Hepatocyte growth factor–like/macrophage stimulating protein (HGFl/MSP) and hepatocyte growth factor/scatter factor (HGF/SF) control the growth, movement and morphogenesis of a variety of cell types in vertebrate organisms (reviewed in [1,2]). Unlike most growth factors, which are small proteins with a relatively simple domain structure, HGFl/MSP and HGF/SF are high molecular weight glycoproteins with a complex multidomain architecture related to that of the proenzyme plasminogen [3]. Both HGFl/MSP and HGF/SF consist of six domains: (a) an N-terminal domain homologous to plasminogen preactivation peptide; (b) four copies of the kringle domain; and (c) a C-terminal serine proteinase homology domain that lacks enzymatic activity due to mutations of critical residues at the catalytic site and S1 specificity pocket [3]. Both proteins are synthesized as single-chain precursors and subsequently processed through cleavage of a long linker peptide connecting the fourth kringle domain and the serine proteinase homology domain. This yields two-chain (α/β) proteins held together by a single disulfide bond: the larger α-chain contains the N-terminal and the four kringle domains, the smaller β-chain corresponds to the serine proteinase homology domain.
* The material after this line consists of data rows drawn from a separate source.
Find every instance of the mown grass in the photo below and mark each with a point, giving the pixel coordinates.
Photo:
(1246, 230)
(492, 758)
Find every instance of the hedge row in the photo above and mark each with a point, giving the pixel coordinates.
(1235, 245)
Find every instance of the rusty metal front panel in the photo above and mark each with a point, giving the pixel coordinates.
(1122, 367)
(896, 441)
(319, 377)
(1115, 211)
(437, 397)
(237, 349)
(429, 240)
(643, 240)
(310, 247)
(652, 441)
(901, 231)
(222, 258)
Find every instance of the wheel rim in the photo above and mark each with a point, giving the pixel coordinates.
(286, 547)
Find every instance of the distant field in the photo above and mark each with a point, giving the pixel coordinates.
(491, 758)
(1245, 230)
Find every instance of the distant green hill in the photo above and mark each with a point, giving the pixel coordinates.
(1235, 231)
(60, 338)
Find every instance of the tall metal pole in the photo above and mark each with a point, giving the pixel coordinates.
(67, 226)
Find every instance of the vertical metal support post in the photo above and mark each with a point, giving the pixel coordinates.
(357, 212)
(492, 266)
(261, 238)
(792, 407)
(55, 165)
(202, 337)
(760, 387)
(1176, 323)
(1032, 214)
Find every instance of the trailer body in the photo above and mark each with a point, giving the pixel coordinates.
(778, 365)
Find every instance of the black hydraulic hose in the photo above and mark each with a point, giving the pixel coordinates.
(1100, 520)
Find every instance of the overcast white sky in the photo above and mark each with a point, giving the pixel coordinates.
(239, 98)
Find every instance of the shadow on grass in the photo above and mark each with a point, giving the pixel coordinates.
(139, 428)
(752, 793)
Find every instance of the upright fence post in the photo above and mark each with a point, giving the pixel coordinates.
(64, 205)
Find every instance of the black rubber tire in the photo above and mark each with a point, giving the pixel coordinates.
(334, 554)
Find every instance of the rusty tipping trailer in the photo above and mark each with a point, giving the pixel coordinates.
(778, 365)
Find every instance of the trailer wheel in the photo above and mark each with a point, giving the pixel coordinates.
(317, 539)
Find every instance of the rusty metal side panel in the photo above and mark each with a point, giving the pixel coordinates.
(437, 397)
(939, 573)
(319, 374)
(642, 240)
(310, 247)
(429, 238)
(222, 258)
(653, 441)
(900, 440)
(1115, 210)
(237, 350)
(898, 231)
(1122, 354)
The receptors for HGFl/MSP and HGF/SF are the tyrosine kinases (RTK) RON and MET, respectively [4–6]. RON and MET have a complex multidomain architecture [7] and, upon activation, they transduce cell signals crucial for embryo development [8–11], wound healing [12,13] and cancer growth and spreading (reviewed in [2,14]).

In contrast to their well studied biological activities, the mechanism of receptor binding and activation by plasminogen-related growth factors is less well understood and is currently under intense investigation. There is strong evidence that the presence of both the α- and β-chains is required for receptor activation by both HGF/SF and HGFl/MSP [15–17]. However, in HGF/SF the primary (high affinity) receptor binding site is located in the α-chain with the β-chain contributing a lower affinity site [15,16] whereas in the case of HGFl/MSP the high affinity site is located in the β-chain [17–19].

Insights into the mechanism of binding have recently been provided by a crystal structure at 3.3 Å resolution of the complex of the β-chain of HGF/SF and the MET receptor [20]. This structure defines in detail the regions of the β-chain of HGF/SF and the β-propeller domain of MET responsible for the formation of a 1 : 1 complex and the conclusions derived from the crystallographic analysis have also been corroborated by extensive mutagenesis studies [21].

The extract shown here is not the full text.